L’Etat, c’est moi. C’est par cette formule abusivement prêtée à Louis XIV que l’on résume trop souvent le gouvernement du Roi-Soleil. Elle évoque un schéma pyramidal devenu classique : au sommet de l’édifice, un monarque absolu, qui, depuis 1661 date de sa naissance politique, règne sans partage. Au-dessous de lui, des ministres issus de la bourgeoisie, qui ont remplacé les princes et les grands auprès du souverain et dont ce dernier entretient la rivalité pour éviter que l’un d’eux ne prenne l’ascendant. Dans les provinces, les intendants, créatures du contrôleur général des finances, agents de la centralisation.

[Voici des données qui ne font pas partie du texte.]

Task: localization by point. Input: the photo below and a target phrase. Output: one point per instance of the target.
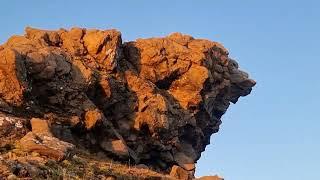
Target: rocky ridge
(151, 101)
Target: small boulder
(91, 118)
(116, 147)
(40, 126)
(45, 145)
(179, 173)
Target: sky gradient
(274, 133)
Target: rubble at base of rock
(155, 101)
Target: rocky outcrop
(154, 101)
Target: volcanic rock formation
(151, 101)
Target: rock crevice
(156, 101)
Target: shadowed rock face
(156, 101)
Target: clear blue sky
(273, 134)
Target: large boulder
(155, 100)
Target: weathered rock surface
(156, 101)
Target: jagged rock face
(155, 100)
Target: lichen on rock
(154, 101)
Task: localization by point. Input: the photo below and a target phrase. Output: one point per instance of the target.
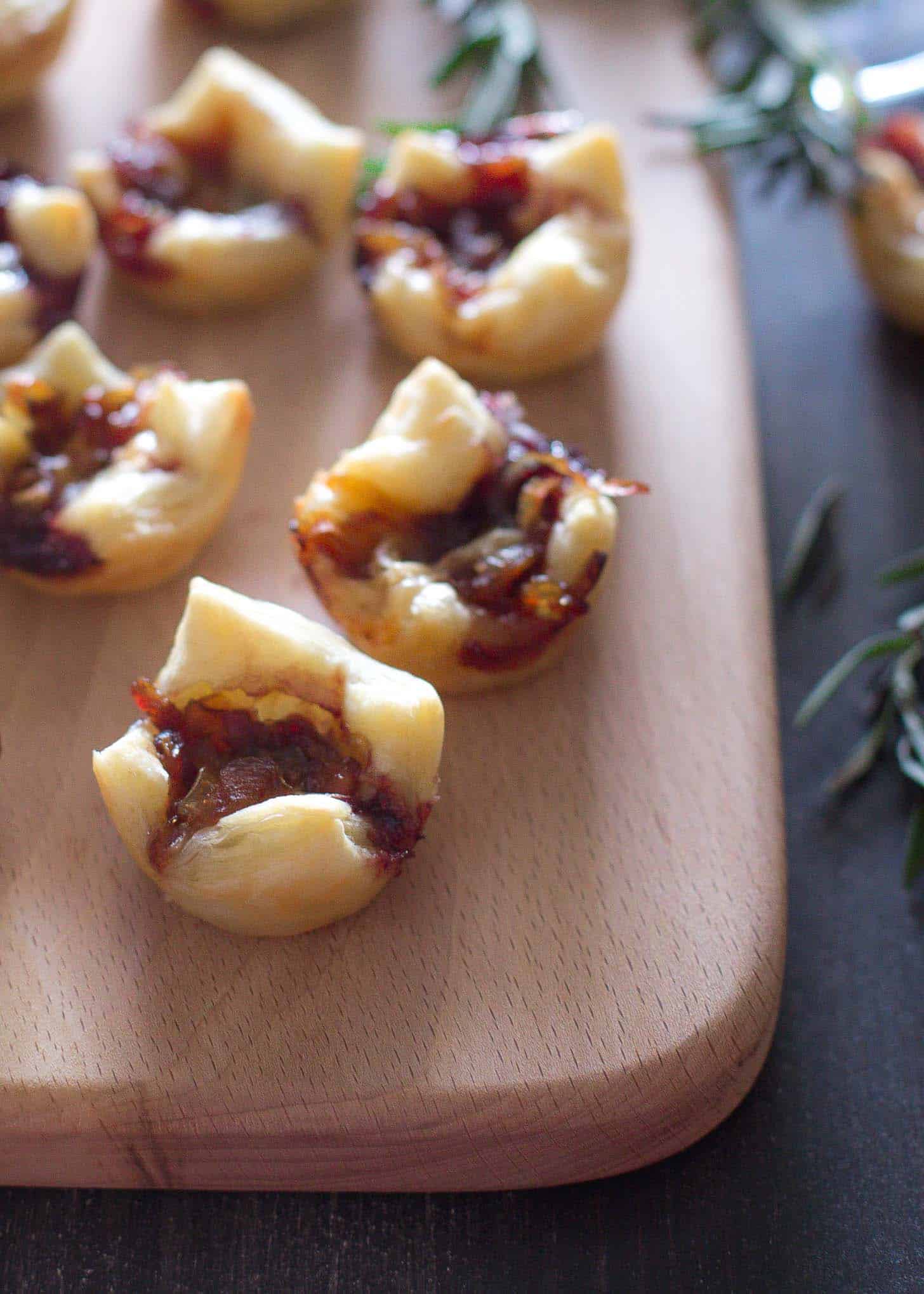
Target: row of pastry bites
(505, 257)
(277, 775)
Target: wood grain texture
(580, 971)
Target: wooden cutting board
(580, 971)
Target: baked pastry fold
(885, 223)
(225, 196)
(110, 483)
(457, 541)
(47, 239)
(504, 258)
(280, 777)
(31, 34)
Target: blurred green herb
(810, 532)
(786, 98)
(896, 720)
(499, 43)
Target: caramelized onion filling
(492, 549)
(463, 243)
(67, 448)
(55, 294)
(159, 179)
(221, 760)
(904, 133)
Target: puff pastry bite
(258, 15)
(47, 237)
(227, 194)
(457, 541)
(887, 222)
(280, 777)
(503, 257)
(31, 34)
(110, 483)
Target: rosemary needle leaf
(459, 56)
(387, 126)
(870, 649)
(810, 528)
(910, 766)
(495, 96)
(909, 567)
(864, 756)
(914, 849)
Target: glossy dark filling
(204, 8)
(68, 448)
(223, 760)
(904, 133)
(463, 244)
(159, 179)
(55, 295)
(518, 607)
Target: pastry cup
(456, 541)
(138, 512)
(47, 237)
(885, 227)
(293, 862)
(259, 15)
(31, 34)
(539, 307)
(232, 137)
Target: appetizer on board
(279, 777)
(457, 541)
(31, 34)
(225, 196)
(887, 219)
(503, 257)
(112, 483)
(47, 237)
(258, 15)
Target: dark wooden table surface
(815, 1183)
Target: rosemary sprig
(808, 537)
(499, 42)
(905, 568)
(787, 98)
(899, 717)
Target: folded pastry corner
(47, 237)
(112, 482)
(457, 541)
(225, 196)
(31, 36)
(279, 777)
(885, 223)
(503, 257)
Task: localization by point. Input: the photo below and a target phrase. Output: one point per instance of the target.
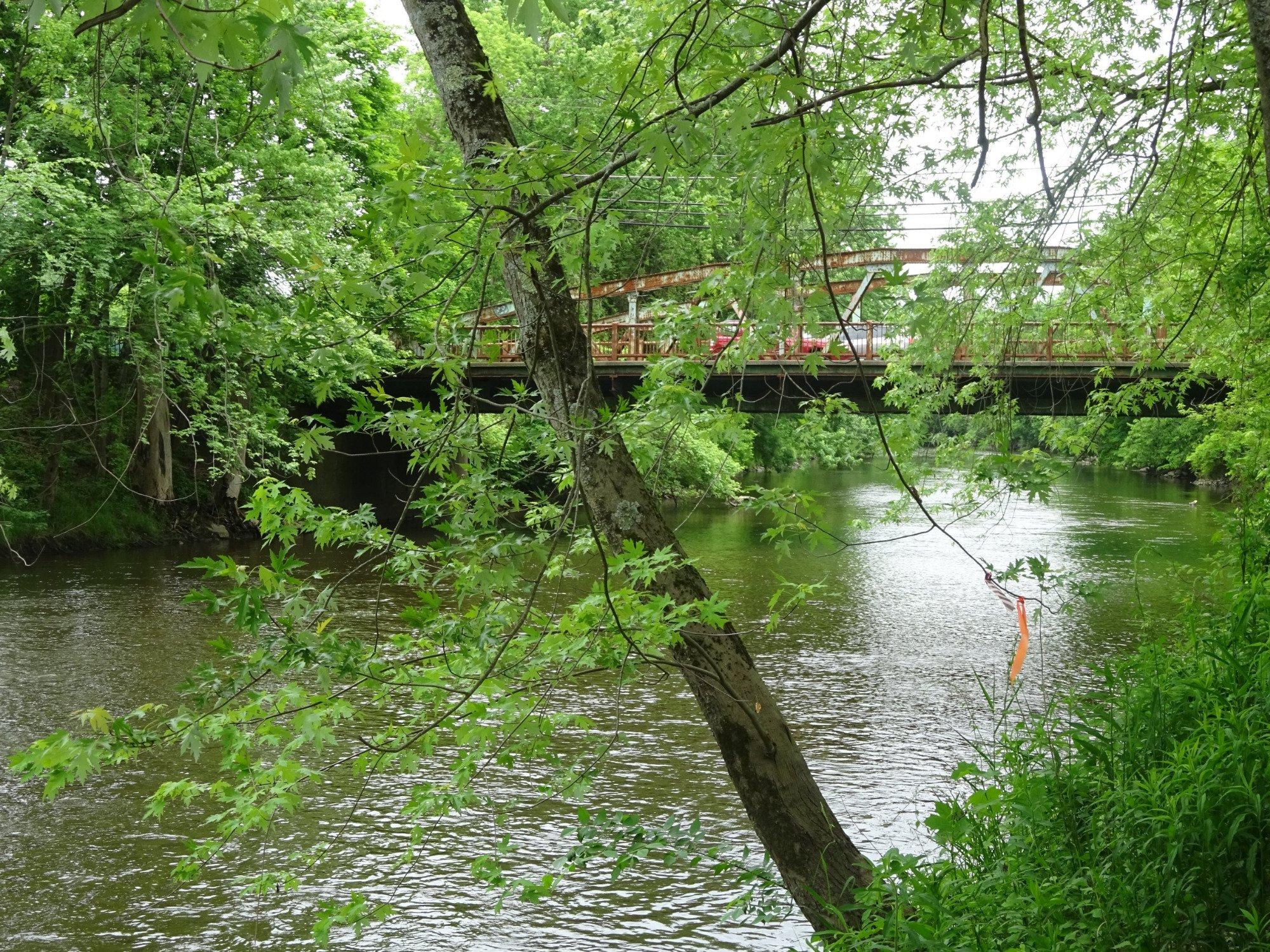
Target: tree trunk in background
(157, 466)
(1259, 29)
(820, 864)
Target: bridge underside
(783, 387)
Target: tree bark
(1259, 29)
(819, 863)
(157, 466)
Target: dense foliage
(224, 232)
(1130, 817)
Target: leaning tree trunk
(820, 864)
(1259, 29)
(156, 478)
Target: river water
(882, 677)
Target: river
(881, 676)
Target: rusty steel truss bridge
(1046, 370)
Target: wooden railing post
(632, 319)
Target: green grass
(1135, 817)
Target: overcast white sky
(924, 224)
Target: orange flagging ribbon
(1022, 652)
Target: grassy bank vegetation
(1131, 817)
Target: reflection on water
(879, 675)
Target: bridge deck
(782, 387)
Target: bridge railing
(623, 341)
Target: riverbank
(881, 672)
(1130, 817)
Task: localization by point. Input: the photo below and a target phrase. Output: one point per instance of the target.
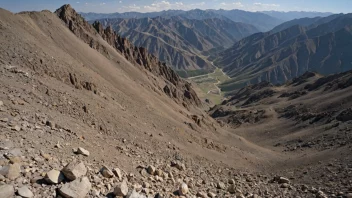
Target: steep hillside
(292, 15)
(261, 21)
(180, 42)
(278, 57)
(309, 114)
(84, 113)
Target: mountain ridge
(278, 57)
(178, 41)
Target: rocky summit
(85, 112)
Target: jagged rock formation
(180, 89)
(278, 57)
(182, 43)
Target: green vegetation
(207, 86)
(192, 73)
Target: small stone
(7, 191)
(117, 173)
(285, 185)
(12, 171)
(50, 124)
(16, 128)
(144, 172)
(183, 189)
(220, 185)
(202, 194)
(121, 189)
(231, 181)
(146, 185)
(83, 151)
(76, 189)
(151, 169)
(54, 177)
(211, 194)
(283, 180)
(25, 192)
(232, 188)
(74, 170)
(134, 194)
(180, 166)
(106, 172)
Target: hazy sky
(108, 6)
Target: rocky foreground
(61, 170)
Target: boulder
(74, 170)
(76, 189)
(25, 192)
(7, 191)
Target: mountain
(278, 57)
(261, 21)
(181, 42)
(306, 22)
(310, 112)
(291, 15)
(85, 113)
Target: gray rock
(12, 171)
(117, 173)
(76, 189)
(74, 170)
(202, 195)
(121, 189)
(220, 185)
(183, 189)
(232, 188)
(7, 191)
(25, 192)
(83, 151)
(54, 177)
(106, 172)
(151, 169)
(134, 194)
(283, 180)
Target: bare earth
(128, 123)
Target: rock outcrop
(182, 91)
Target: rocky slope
(261, 21)
(180, 42)
(309, 23)
(174, 86)
(278, 57)
(292, 15)
(78, 119)
(311, 113)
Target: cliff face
(175, 87)
(182, 43)
(284, 55)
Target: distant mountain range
(263, 21)
(323, 45)
(288, 16)
(181, 42)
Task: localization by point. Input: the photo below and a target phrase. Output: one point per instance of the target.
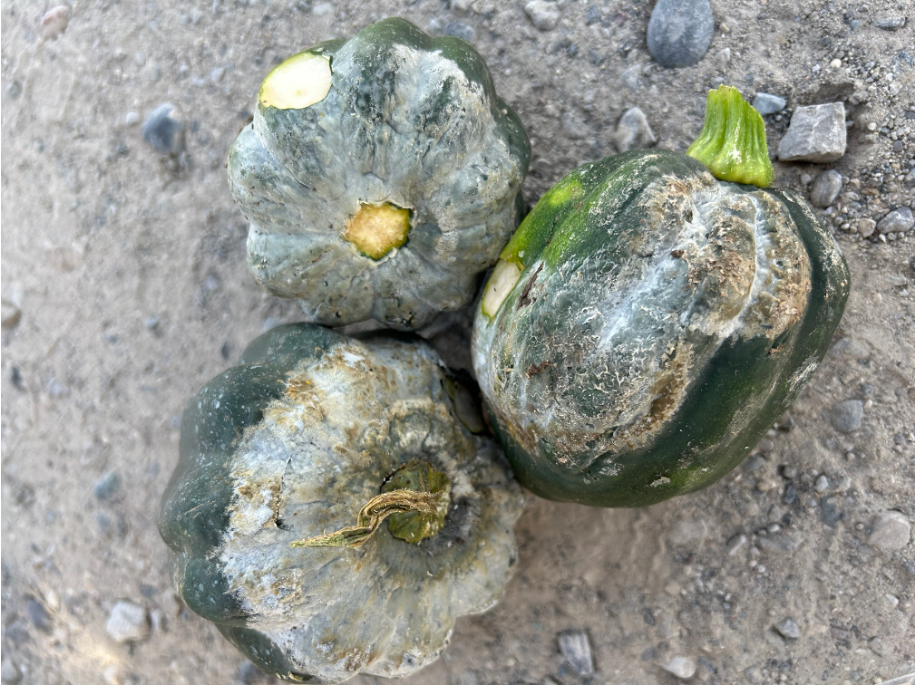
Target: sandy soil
(124, 289)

Le projet de Thierry Sarment et Mathieu Stoll, respectivement directeur des collections du Mobilier national et conservateur en chef au service interministériel des Archives de France est de donner une vue générale sur le gouvernement de Louis XIV, en examinant les hommes, les événements, les structures ainsi que les procédures qui sont habituellement étudiés par des différents spécialistes : histoire politique ou histoire sociale pour les grands corps de l’Etat, histoires régionales pour les intendances. Les deux auteurs ont souhaité dépasser ce cadre très cloisonné qui confinent le département de la Guerre à l’histoire militaire, le département de la Marine à l’histoire maritime, celui des Finances à l’histoire économique et la surintendance des Bâtiments du roi à l’histoire de l’art.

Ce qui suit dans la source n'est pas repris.